Sigo siendo el mismo:

por donde voy, perpetro silencios;

ahora mi alma ha tocado fondo,

                       pero eso, poco importa.


III

La piel de mi carne lo sabe.

En algún lugar de mi mente

algo me subyuga, me somete,

se desenfoca el mundo

y la luna

es un acento menguado en la confusión

                                                       del cielo.

 

Pregunto por Dios

                             por si alguien le conoce.

Como si la galaxia sangrara

me insinúa su escondite.

Le busco en los acantilados donde rompen las olas,

en los laberintos de arena

                                  de todos los desiertos,

en el rostro tiznado

de mis hermanos mineros

y en las escombreras

          donde tiran los estériles.

Pero nunca en las iglesias.

 

Sigo buscando a Dios

en las cárceles de barrotes oxidados,

en los ojos de los criminales,

en el fisco

y en los labios carnosos de las prostitutas.

Pero nunca en las iglesias.

 

Sigo buscando a Dios

en la luz lejanísima de los planetas sin nombre,

en el acero ruinoso del casco

                                           de los mercantes,

en los periscopios de los submarinos

que desaparecen en el océano

o en las culatas de los kalashnikov.

Pero nunca en las iglesias.

 

Sigo buscando a Dios

en el ajetreo de los bulevares,

en el viento crudo de la estepa

y en el silábico aullido de los perros

                   que ladran a lo lejos.

Pero nunca en las iglesias.

 

Sigo buscando a Dios

en la obstinación extraña

que me lleva y me trae

                        a no sé dónde

          en el ocaso de mi vida.


IV

Huyeron de puntillas los otoños.

Yo sigo en pie

esperando que el último tren

                            recoja mis despojos.

 

3º Premio de Poesía Cruz Roja de Villarrobledo.
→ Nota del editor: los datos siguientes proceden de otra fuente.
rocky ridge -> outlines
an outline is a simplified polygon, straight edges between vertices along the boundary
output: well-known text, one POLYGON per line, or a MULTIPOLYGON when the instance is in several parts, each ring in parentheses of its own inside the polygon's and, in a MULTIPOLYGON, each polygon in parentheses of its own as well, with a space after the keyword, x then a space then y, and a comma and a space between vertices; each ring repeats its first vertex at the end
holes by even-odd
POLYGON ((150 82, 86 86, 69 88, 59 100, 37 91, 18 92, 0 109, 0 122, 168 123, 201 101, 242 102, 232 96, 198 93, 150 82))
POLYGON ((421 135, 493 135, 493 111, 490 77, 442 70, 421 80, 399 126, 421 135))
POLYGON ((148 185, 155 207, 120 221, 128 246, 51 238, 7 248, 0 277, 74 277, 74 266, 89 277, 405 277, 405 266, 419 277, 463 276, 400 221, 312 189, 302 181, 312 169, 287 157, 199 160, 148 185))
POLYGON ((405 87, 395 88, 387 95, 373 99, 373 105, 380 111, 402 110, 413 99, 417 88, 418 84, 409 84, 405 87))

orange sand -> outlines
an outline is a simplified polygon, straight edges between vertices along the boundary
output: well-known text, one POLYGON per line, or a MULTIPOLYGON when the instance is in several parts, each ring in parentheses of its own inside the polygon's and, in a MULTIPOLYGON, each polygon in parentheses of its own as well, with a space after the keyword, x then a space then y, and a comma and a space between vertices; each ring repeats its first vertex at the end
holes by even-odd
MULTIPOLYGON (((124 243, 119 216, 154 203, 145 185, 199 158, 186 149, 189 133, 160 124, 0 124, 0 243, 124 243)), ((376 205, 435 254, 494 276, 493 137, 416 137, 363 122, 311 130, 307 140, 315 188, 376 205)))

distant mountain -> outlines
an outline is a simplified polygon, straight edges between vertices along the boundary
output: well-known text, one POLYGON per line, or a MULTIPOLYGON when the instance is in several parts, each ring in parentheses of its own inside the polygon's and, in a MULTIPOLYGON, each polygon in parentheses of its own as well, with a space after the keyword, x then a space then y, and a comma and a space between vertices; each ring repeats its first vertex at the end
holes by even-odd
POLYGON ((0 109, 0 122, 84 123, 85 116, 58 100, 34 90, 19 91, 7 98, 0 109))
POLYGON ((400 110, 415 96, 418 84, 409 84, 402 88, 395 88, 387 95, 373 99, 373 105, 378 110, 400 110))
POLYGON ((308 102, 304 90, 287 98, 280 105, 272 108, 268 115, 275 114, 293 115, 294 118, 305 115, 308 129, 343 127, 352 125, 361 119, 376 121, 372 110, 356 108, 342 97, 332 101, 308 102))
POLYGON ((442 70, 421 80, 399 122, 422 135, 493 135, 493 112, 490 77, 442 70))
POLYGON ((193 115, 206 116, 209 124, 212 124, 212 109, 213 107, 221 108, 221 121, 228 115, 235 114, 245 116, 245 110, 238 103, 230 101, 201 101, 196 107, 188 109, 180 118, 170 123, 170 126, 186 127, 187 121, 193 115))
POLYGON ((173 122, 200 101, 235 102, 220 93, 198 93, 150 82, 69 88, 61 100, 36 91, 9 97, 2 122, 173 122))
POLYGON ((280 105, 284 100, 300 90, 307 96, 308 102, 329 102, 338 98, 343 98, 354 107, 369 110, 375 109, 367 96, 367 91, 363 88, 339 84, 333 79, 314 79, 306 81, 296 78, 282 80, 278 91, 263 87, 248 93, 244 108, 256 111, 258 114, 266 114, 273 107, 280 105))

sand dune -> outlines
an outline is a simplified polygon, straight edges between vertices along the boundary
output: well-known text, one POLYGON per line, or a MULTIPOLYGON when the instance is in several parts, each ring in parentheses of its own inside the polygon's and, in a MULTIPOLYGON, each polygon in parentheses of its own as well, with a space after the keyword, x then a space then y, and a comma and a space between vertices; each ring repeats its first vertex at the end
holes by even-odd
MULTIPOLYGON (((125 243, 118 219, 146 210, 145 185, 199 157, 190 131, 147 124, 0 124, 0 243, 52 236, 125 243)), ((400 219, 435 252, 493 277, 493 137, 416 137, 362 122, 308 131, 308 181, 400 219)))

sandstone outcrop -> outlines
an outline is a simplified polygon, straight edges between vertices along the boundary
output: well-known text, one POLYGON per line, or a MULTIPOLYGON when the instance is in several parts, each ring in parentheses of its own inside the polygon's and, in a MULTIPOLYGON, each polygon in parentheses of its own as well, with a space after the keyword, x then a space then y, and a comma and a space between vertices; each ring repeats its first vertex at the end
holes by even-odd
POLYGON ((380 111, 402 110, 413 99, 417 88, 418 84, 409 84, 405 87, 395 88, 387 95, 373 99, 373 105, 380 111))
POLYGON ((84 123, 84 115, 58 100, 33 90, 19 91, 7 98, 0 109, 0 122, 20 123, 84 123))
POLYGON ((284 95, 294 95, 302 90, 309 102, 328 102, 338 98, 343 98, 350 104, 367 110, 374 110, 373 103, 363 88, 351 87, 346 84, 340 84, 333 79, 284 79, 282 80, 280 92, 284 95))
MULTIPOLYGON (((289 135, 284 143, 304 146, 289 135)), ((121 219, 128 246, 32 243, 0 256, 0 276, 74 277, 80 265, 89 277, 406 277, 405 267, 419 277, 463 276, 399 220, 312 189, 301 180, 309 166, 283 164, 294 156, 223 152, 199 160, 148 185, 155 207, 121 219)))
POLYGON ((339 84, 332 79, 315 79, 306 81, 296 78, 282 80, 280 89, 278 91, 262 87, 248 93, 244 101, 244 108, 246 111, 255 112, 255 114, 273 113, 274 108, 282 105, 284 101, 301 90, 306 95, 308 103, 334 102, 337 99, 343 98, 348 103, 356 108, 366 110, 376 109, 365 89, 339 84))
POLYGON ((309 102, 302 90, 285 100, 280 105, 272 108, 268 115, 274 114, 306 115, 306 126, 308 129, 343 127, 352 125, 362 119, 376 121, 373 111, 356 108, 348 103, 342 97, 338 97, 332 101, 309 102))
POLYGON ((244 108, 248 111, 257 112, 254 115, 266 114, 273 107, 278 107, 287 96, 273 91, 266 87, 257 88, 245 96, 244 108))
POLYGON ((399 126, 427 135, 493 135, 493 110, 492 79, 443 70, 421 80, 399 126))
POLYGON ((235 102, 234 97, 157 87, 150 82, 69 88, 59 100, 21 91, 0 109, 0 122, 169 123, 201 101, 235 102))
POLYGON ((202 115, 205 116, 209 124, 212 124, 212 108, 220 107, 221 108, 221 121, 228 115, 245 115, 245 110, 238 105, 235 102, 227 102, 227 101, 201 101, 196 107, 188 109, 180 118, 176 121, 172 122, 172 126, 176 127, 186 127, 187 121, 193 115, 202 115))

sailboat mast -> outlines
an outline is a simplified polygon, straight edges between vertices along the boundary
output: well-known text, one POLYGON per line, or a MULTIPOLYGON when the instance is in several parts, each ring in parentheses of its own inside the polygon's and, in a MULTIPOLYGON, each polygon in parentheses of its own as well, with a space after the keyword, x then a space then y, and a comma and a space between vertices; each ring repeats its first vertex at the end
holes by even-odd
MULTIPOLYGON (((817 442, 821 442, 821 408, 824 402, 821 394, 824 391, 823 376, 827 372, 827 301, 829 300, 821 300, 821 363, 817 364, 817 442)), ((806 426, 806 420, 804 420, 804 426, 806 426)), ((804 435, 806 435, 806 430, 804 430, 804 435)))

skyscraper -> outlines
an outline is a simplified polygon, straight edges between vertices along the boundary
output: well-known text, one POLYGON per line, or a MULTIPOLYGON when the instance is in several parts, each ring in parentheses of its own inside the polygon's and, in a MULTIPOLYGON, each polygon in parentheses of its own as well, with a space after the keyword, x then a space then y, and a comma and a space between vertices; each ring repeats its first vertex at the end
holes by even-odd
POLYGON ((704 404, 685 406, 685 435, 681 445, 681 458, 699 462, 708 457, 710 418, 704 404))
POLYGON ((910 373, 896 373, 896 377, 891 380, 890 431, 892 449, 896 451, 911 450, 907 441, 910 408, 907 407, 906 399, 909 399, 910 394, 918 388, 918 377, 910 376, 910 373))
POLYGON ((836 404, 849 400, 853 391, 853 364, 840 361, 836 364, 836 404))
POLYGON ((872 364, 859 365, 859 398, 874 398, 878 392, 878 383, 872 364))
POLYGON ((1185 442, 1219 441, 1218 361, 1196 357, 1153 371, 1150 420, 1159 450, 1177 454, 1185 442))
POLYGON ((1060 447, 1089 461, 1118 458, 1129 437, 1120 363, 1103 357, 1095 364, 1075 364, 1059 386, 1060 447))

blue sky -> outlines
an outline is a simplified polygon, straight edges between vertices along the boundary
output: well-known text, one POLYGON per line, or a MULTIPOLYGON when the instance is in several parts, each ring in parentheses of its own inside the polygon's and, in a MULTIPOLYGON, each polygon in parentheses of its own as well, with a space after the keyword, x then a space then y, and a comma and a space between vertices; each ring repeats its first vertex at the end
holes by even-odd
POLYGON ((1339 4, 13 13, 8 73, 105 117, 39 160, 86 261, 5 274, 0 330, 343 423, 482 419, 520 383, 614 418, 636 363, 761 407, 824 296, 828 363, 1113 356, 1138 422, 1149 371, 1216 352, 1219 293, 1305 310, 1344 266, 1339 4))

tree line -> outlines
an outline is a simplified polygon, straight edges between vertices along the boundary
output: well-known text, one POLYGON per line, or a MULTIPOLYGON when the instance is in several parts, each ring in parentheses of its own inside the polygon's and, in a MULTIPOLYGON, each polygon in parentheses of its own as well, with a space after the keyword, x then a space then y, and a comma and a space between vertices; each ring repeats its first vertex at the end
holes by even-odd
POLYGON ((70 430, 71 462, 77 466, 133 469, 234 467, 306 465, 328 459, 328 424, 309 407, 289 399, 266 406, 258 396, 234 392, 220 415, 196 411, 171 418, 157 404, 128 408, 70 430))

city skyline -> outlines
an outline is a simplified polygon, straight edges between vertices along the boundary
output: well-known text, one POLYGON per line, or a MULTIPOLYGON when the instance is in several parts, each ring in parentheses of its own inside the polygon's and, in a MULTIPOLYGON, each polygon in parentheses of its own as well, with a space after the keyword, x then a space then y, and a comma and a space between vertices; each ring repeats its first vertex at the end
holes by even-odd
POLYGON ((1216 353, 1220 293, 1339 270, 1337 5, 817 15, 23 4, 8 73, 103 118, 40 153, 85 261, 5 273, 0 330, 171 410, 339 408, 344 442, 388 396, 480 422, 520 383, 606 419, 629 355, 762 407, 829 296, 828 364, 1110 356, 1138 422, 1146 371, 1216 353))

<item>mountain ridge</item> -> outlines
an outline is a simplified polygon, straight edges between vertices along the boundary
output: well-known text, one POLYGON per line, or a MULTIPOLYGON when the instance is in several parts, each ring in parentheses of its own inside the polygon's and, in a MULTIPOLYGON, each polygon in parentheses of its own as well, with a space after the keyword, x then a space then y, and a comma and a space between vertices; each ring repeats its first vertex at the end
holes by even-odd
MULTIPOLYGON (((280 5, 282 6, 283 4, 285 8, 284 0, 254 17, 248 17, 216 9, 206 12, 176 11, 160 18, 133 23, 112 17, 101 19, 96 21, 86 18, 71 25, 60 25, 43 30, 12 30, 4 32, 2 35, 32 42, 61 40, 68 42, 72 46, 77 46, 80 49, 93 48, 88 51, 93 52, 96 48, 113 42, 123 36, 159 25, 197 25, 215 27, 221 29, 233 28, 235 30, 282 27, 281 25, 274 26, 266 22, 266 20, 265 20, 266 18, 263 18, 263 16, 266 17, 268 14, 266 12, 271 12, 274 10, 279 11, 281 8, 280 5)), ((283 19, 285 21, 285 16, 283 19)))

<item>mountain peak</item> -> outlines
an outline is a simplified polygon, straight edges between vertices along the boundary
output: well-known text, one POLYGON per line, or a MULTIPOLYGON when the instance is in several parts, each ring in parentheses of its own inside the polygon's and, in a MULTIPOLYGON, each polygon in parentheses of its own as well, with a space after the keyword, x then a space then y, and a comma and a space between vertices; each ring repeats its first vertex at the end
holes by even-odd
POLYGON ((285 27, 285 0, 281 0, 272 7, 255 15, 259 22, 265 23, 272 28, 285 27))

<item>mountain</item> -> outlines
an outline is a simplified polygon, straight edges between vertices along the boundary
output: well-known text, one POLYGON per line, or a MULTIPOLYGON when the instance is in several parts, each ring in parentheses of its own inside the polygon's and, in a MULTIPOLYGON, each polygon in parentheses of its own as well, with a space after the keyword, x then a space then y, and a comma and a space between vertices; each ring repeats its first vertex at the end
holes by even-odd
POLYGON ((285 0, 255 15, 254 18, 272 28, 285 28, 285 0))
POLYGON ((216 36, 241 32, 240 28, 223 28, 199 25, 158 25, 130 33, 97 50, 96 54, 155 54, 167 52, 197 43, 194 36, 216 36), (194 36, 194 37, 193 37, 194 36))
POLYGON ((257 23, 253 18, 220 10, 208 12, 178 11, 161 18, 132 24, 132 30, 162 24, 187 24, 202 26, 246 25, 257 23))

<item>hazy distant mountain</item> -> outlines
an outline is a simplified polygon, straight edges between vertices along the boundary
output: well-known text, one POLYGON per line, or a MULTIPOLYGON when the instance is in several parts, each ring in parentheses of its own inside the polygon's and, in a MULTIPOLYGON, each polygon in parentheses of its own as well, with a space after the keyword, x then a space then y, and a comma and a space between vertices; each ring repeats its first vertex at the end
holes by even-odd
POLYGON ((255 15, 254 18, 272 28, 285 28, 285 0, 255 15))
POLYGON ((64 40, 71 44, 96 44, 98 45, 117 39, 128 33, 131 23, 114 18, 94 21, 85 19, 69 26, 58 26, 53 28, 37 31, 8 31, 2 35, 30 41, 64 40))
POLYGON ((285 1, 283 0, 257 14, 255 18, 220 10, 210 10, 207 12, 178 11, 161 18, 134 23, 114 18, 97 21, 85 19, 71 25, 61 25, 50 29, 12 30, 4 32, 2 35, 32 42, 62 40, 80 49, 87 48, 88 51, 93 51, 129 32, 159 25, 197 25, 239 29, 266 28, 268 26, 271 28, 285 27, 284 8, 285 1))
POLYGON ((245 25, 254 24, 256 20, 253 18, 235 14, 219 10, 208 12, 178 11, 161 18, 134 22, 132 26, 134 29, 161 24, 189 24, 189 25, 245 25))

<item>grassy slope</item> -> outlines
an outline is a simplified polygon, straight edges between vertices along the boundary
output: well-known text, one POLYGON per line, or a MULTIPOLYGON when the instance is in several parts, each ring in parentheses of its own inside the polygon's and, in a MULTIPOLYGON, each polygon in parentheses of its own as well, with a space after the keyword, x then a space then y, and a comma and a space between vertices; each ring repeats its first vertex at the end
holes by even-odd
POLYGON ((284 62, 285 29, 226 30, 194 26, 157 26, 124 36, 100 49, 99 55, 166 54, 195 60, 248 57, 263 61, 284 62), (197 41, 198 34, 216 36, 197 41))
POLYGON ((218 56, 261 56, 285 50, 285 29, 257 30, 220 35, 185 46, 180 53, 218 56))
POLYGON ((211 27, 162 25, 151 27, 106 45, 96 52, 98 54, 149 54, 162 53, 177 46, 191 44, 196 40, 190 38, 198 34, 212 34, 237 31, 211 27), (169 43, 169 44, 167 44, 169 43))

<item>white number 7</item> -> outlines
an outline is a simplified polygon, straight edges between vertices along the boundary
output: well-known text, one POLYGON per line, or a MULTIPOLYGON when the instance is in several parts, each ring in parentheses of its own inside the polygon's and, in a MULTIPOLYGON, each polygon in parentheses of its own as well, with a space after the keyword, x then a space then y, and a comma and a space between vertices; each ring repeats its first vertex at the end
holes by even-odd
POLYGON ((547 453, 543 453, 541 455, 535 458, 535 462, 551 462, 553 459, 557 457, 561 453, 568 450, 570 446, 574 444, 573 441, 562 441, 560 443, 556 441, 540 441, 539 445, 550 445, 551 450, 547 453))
Premio Virgilio Espinar


Floración

Escucha mi protesta       

porque no eres tú un Dios amigo de los dictadores

ni te influencia la propaganda

ni estás en sociedad con el gánster

ni partidario de su política

Ernesto Cardenal.           

 

A Antonio López Baeza,  poeta, In Memoriam.

 

I

 

Con labios fríos madrugó la muerte

para ver contigo                            

la floración en el corazón de enero,

mientras la luna huye,

se desbocan tus versos en las praderas

                                                           del cielo.

Va contigo

la frescura del alba y los pétalos húmedos

de la flor del almendro de tu infancia.

 

Has hundido

las raíces de tus versos en mi corazón

                                                           de agua,

tus oraciones,

en el crepitar de un leño

donde mataron a un nazareno insumiso;

los lazos fraternos (siempre abiertos)

allá donde se esconde la vida.

 

Como himno perenne,

rosas de laúdes

restañan las heridas de la propia existencia,

cuando aceptas la muerte

                              como siembra de vida.

 

II

 

Hoy escribo tu nombre,

asciendo a tu mirada limpia y luminosa,

a la desnudez del abrazo

                              en el quicio del vértigo.

 

Te miro

y veo el asombro de la niñez ingenua

en las angostas soledades que la noche concede,

la dulzura de la conversación entre naranjos

y la flor nevada del almendro.

 

Herida de mañanas, tu alma

es abrazo y sacramento.

Has abierto los brazos a transeúntes

de voces extraviadas sangrando ausencias.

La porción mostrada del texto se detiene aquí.